How do I represent this instruction in x86 assembly with minimum number of instructions?
push esp
mov edi, 4
mul edi
add edi, 0x11233344
Your asm doesn't make any sense (push esp copies to memory, not another register), and mul edi writes EDX:EAX not edi. It does EDX:EAX = EAX * src_operand. Read the manual: https://www.felixcloutier.com/x86/MUL.html. Or better, use imul instead unless you actually need the high-half output of the full 32x32 => 64-bit multiply.
Also, don't use the stack pointer register ESP to hold temporary values unless you know exactly what you're doing (e.g. you're in user-space, and you've made sure no signal handlers can asynchronously use the stack.) stack-pointer * 4 + large-constant is not something that a normal program would ever do.
Normally you could do this in one LEA instruction but ESP is the only register that can't be an index in an x86 address mode. See rbp not allowed as SIB base? (The index is the part of an addressing mode that can have a 2-bit shift count applied, aka a scale factor).
I think our best bet is still just to copy ESP to EDI, then use LEA:
mov edi, esp
lea edi, [edi * 4 + 0x11223344]
Or you could copy-and-add with LEA, and then left shift, because the value we're adding has two zeros as its low bits (i.e. it's a multiple of 4).
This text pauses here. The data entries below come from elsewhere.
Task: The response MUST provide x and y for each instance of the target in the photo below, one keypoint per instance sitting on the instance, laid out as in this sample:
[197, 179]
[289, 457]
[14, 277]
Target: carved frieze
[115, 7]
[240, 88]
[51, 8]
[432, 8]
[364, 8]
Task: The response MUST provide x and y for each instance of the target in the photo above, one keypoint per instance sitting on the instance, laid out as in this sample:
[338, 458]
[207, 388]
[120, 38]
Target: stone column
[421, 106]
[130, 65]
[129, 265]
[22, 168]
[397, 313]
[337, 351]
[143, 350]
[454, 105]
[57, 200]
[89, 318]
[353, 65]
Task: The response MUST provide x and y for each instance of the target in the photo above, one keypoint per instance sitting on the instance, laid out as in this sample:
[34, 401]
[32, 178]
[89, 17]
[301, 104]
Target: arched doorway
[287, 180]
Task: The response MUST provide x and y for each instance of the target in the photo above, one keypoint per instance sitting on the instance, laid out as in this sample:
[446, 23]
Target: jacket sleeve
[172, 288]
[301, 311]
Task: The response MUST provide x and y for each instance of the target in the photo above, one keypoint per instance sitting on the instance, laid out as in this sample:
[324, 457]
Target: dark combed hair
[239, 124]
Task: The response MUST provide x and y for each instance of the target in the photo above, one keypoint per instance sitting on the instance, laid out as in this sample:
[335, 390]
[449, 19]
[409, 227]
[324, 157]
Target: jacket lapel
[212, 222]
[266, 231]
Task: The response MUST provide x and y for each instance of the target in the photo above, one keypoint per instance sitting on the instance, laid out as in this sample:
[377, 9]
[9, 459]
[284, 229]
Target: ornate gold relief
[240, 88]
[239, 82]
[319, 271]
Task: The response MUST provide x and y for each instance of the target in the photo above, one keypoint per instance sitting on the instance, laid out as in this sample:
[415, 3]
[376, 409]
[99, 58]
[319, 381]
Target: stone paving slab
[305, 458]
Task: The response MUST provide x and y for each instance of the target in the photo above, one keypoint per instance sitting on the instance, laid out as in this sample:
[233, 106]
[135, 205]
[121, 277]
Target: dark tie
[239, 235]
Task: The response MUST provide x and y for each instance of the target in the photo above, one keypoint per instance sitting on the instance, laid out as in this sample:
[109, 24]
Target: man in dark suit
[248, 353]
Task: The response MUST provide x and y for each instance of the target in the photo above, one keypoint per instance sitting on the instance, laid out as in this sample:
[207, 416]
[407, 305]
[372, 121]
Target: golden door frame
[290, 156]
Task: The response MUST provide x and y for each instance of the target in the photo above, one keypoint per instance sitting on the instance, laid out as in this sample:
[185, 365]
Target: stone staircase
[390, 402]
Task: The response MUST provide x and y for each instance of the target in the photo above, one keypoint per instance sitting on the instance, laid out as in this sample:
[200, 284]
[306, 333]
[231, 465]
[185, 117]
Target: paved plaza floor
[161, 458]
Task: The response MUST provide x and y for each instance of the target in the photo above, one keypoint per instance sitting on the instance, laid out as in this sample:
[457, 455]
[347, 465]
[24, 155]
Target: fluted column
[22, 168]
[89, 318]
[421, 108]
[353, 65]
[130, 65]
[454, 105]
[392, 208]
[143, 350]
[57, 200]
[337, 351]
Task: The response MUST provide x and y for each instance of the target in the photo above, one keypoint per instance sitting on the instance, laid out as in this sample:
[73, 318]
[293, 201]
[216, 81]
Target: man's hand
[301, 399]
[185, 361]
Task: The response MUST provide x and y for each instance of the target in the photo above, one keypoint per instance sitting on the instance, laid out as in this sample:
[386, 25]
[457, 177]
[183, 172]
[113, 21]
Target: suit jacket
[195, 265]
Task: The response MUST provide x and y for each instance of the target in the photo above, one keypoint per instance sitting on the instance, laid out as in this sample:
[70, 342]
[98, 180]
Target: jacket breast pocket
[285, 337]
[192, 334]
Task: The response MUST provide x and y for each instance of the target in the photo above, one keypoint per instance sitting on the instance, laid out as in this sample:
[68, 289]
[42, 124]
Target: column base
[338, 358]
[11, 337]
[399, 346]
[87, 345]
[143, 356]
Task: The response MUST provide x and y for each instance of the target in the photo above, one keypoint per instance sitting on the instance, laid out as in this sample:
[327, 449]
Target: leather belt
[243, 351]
So we can right shift it by 2 without losing any bits.
SHIFTED_ADD_CONSTANT equ 0x11223344 >> 2
lea edi, [esp + SHIFTED_ADD_CONSTANT]
shl edi, 2
The add before left-shifting will produce carry into the top 2 bits, but we're about to shift those bits out so it doesn't matter what's there.
This is also 2 uops, and more efficient on AMD Bulldozer-family CPUs (no mov-elimination for GP-integer mov, and where a scaled index costs an extra cycle of latency for LEA). Zen has mov-elimination but I think still the same LEA latencies so both versions are 2 cycle latency. Even "complex" LEA has 2/clock throughput on Zen, or 4/clock for simple LEA (any ALU port).
But less efficient on Intel IvyBridge and later CPUs where the mov can run with zero latency (mov elimination), and the [edi*4 + disp32] addressing mode is still a fast 2-component LEA. So on Intel CPUs with mov-elimination, the first version is 2 front-end uops, 1 unfused-domain uop for an execution unit, and only 1 cycle of latency.
Another 2-instruction option is to use a slower imul instead of a fast shift. (Addressing modes use a shift: even though it's written as * 1 / 2 / 4 / 8, it's encoded in a 2-bit shift-count field in machine code).
imul edi, esp, 4 ; this is dumb, don't use mul/imul for powers of 2.
add edi, 0x11223344
imul has 3 cycle latency on modern x86 CPUs which is pretty good, but is slower on old CPUs like Pentium 3. Still not as good as 1 or 2-cycle latency for mov + LEA, and imul runs on fewer ports.
(Number of instructions is not usually the thing to optimize for; number of uops usually matters more, and latency / back-end throughput. Also code-size in bytes of x86 machine code; different instructions are different lengths.)